Dear 2008,
Well, I guess this is it. Where has the time gone? It seems like just nine years ago, I was sitting in 7th grade Spanish, counting years in my head and trying to figure out when I would graduate from college and thus be rid of schoolwork forever. Siempre. Por todos mis dias. As we all know, after four years of undergrad you have learned everything; no further schooling is necessary unless you wanted to do something extreme like earn a living wage. Had I only known then what I know now: I should’ve been studying Spanish while I was still young enough to learn.
But that is water under the bridge, Year Two Thousand and Eight A.D., and soon you will be, too. Many will be sad to see you go, and fondly recall all the pleasant memories that the past year has accorded. For my own part, though, I have a slightly different take.

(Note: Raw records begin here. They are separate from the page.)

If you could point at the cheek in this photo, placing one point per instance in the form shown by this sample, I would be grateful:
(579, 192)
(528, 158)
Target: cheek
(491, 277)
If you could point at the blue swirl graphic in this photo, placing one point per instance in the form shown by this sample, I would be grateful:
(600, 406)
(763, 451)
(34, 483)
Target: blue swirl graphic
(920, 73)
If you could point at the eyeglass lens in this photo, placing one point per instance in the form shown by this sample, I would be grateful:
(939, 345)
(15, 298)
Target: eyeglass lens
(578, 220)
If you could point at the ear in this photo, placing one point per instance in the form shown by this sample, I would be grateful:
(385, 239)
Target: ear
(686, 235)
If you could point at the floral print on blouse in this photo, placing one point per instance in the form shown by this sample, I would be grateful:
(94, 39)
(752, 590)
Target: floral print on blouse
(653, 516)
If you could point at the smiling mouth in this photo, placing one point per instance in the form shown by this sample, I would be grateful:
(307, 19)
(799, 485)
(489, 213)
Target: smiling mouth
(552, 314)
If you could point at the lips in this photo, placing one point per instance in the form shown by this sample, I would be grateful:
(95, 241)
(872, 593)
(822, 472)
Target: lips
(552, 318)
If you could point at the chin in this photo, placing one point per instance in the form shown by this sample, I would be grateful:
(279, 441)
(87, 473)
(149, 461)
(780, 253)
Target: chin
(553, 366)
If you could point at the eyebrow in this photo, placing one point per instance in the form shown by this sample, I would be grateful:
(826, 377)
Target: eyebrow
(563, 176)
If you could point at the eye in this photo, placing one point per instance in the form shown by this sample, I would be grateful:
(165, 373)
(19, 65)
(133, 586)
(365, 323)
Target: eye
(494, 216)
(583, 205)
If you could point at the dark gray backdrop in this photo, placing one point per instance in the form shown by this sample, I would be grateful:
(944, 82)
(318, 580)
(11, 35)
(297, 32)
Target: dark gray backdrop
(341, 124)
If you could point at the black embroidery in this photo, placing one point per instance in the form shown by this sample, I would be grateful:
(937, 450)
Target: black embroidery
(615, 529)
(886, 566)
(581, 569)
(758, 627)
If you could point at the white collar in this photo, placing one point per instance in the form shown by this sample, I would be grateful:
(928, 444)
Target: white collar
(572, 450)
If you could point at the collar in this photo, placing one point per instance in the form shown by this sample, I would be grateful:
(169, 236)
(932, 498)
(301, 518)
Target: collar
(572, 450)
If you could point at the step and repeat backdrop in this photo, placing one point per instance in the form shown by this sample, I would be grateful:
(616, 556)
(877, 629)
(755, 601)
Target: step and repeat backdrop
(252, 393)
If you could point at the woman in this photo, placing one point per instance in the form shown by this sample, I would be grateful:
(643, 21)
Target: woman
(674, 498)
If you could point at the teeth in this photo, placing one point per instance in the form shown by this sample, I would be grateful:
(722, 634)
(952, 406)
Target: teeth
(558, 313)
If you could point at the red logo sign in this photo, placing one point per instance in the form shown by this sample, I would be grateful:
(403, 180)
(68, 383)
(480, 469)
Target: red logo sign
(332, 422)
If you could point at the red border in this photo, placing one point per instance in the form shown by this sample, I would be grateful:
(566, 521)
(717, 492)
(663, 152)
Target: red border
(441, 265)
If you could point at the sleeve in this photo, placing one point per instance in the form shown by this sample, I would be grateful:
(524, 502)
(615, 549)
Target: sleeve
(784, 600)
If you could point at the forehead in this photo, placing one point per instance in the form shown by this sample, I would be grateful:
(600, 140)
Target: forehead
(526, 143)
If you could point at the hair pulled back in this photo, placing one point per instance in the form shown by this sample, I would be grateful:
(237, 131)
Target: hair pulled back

Fuck you, 2008. You sucked hard. I can’t believe how crappy you were straight across the board. I began this year as a 21-year-old college student living the high life, and end it a 22-year-old grad and child care worker who is expected to act like an adult now. And those major life changes (birthday, graduation, back to work) happened in just one weekend!! Yet, I would say that those 48 hours (very accurately) reflect only 1/52nd of the circus of suckitude you unleashed on poor, undeserving me.
Some might say that time is only a simple construct employed by humanity to help distinguish certain moments from others, and to help reference events past and future. Wrong. Time is a selfish, greedy whore who incessantly takes what she wants and then leaves you nothing more than older and possibly itchier. You keep track of her every minute, hour, and day, and she requires you to undertake the same monotonous routine every twenty four hours so that you don’t die. Or oversleep.
Still, not every passing year was as merciless as you were, 2008. Past years brought me the joy of a driver’s license. The joy of alcohol. The joy of alcohol, legally. This year found me kicked out of college for the contradictory reasoning that I did well in all of my classes and proved that I deserved to be there. How does that make sense? This year found me back at home where I went to high school, making every day some sort of bizarro purgatorial Vietnam flashback where I now once again dream of missing the school bus. This year found me failing in the romantic department on a scale that was nothing short of epic. Holy shit.
Perhaps worst of all, you despicable 12 months, was that you took that which I had so precious little and demanded all of it. More than all of it. Of course I am talking about money. Not content to leave me several dozen grand in the hole, these loan bills that you deliver twice monthly show that you want that money back. And you want it now. It’s not okay that I barely make enough money to drink off my depression over not having any money. I want to be a teacher, how dare you ask me for money? I've got an idea, analyze the subject-predicate relationship in "I’m never ever ever going to have any money!" And thanks to your fantastic bubble burst, 2008, our economy in is the crapper. Awesome. Now there is even less money to go around! And less jobs to make less of the money that is harder to come by anyway. How does that work? Where did everything go? Why did the economy burst about five seconds after I needed to get a real job? Thank God I’m going to grad school soon, where I can rack up more debt, drink heavily (but by myself this time), and once again succeed in classes until I get kicked out for it.
But diplomas are pretty snazzy, I’ll give you that. Mine looks super and I appreciate you spelling my name right. My own family doesn’t do that.
But lest we get too comfortable, 2008, you’re currently drawing your last breaths and I couldn’t be happier to watch you expire. You took away my glory days at college and didn’t replace it with a full-time job, a girlfriend, or even a $5 footlong. You leave me living at home, applying to schools that don’t want me, taking standardized tests, driving my little brothers around, sneaking more booze at night and occasionally having to make small talk with old high school classmates I hoped I'd never see again. Didn’t I pay these dues already? Asshole.
You sucked, you know it, and you owe me big time. Life would have been so much better if you had just been 2007 or something. Don’t let the door hit you on the way out, 2008. You disgust me.